Last month, Lt. Gen. Ray Odierno went to the Hill for his confirmation hearing as the U.S.’s new Iraq commander and… no one cared. Odierno, formerly David Petraeus’ second in command, is taking over post-surge Iraq, which you might think merits a discrete strategy. Instead, all the Senators focused on Petraeus himself, who happened to also be testifying alongside Odierno. As a result, Odierno sounded like Petraeus-lite, suggesting that he’d hew to Petraeus’s "population protection" strategy, even though Petraeus had five more Army brigades than Odierno will. No one cared.
In the Washington Post today, it appears that if Odierno actually has a post-surge strategy, he’s the only one. The GAO says that the Bush administration has come full circle in terms of cluelessness:
The administration lacks an updated and comprehensive Iraq strategy to move beyond the "surge" of combat troops President Bush launched in January 2007 as an 18-month effort to curtail violence and build Iraqi democracy, government investigators said yesterday.
While agreeing with the administration that violence has decreased sharply, a report released yesterday by the Government Accountability Office concluded that many other goals Bush outlined a year and a half ago in the "New Way Forward" strategy remain unmet.

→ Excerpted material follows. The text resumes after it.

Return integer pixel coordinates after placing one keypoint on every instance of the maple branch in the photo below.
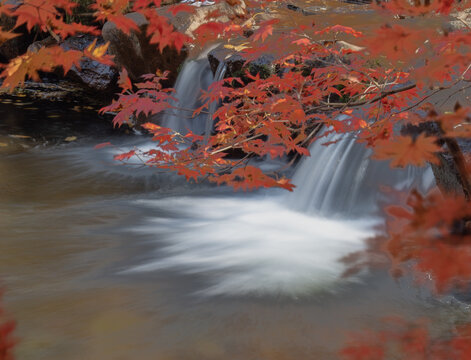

Aside from that, though, the surge totally worked! The Kagans told me so!
That’s not all. Doing her job as a reporter, the Post‘s Karen DeYoung noted the differences between the GAO’s assessment and the Pentagon’s:
The GAO report contrasted with a Pentagon report, dated June 13 but not released until yesterday. The Defense Department’s quarterly assessment to Congress, "Measuring Security and Stability in Iraq," said that "security, political and economic trends in Iraq continue to be positive, although they remain fragile, reversible and uneven."
In many respects, the two reports seemed to assess wholly different realities. The 74-page Pentagon document emphasized what it called the "negative role" in Iraqi security that Iran and Syria have played. The 94-page GAO report did not mention Iran and referred to Syria only in the context of Iraqi refugees who had settled there.
There’s also a piece of classic newspeak. The Defense Department "nonconcurs" — their word! — with a classified GAO assessment that reportedly says the Petraeus/Crocker "Joint Campaign Plan" is less a strategy than "an operational plan with limitations." You’d think that’d be an anodyne criticism, since it was clear from the start that the surge was an attempt at making the 2005-vintage Clear-Hold-Build plan work . But conceding that point that won’t help elect John McCain.